Differentially expressed genes related to cell wall remodeling in ‘Benihoppe’ (left) and ‘Sweet Charlie’ (right) under salt stress. The relative expression levels as described by log₂FC are represented by a color gradient from low (blue) to high (red). Under salt stress, DEGs with log₂FC > 0 represent upregulated expression, log₂FC < 0 represents downregulated expression, and log₂FC = 0 represents unchanged expression. Gray squares indicate no differentially expressed gene or differentially accumulated metabolite in this term.

FIGURE 9

Differentially expressed genes and differentially accumulated metabolites related to flavonoid pathways in ‘Benihoppe’ (left) and ‘Sweet Charlie’ (right) under salt stress.
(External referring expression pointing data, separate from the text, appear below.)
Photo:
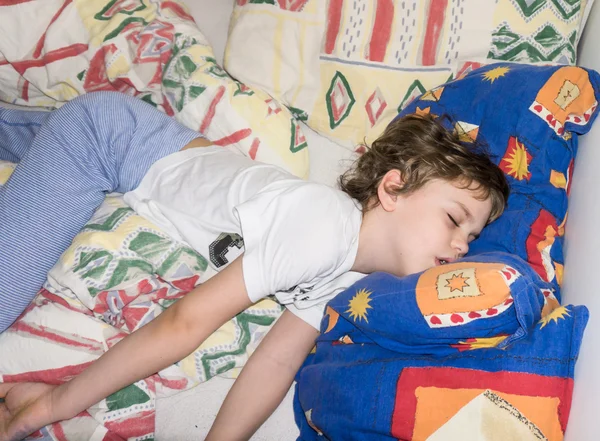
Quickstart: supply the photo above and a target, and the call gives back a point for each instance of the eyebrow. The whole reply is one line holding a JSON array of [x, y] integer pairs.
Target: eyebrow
[[469, 216]]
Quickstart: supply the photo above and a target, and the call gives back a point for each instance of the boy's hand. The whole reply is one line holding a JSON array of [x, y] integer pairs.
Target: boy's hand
[[27, 407]]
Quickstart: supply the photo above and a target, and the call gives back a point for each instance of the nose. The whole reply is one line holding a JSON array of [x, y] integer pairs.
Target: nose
[[460, 244]]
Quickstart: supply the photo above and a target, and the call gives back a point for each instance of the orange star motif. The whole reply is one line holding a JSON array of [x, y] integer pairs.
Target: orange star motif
[[457, 282], [425, 111]]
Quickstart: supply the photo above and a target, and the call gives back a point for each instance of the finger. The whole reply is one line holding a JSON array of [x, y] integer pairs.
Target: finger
[[5, 388]]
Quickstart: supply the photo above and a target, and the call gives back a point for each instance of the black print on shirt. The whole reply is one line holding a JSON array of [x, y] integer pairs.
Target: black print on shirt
[[219, 248]]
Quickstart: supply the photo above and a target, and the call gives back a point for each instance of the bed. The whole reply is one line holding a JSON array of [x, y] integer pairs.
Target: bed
[[188, 414]]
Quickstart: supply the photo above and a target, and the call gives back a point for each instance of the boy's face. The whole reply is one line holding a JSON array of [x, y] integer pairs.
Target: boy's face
[[431, 226]]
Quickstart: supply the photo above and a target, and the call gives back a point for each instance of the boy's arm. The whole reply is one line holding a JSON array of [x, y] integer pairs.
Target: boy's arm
[[264, 380], [167, 339]]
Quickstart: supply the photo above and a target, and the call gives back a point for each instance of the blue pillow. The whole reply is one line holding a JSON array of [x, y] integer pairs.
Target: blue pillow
[[529, 118]]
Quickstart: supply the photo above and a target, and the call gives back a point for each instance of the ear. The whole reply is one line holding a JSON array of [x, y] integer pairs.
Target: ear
[[386, 191]]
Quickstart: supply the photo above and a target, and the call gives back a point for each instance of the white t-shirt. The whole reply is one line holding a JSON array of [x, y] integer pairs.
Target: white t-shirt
[[298, 237]]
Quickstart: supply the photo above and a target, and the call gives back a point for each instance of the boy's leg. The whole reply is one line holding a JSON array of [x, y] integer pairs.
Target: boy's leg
[[98, 143], [17, 130]]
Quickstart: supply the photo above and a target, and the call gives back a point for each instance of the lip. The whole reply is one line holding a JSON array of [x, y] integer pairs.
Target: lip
[[445, 259]]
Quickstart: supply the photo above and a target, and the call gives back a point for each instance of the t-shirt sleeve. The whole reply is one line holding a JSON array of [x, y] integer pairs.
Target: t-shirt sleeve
[[292, 236], [312, 315]]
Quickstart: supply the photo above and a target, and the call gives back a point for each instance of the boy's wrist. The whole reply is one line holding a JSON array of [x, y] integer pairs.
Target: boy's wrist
[[59, 406]]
The relative expression levels as described by log₂FC are represented by a color gradient from low (blue) to high (red). Under salt stress, the DEGs with log₂FC > 0 represent upregulated expression, log₂FC < 0 represents downregulated expression, and log₂FC = 0 represents unchanged expression. The accumulated of metabolites as described by log₂FC are represented by a color gradient from low (green) to high (yellow). Under salt stress, the DAMs with log₂FC > 0 represent upregulated accumulation, log₂FC < 0 represents downregulated accumulation, and log₂FC = 0 represents unchanged accumulation. Gray squares indicate no differentially expressed gene or differentially accumulated metabolite in this term.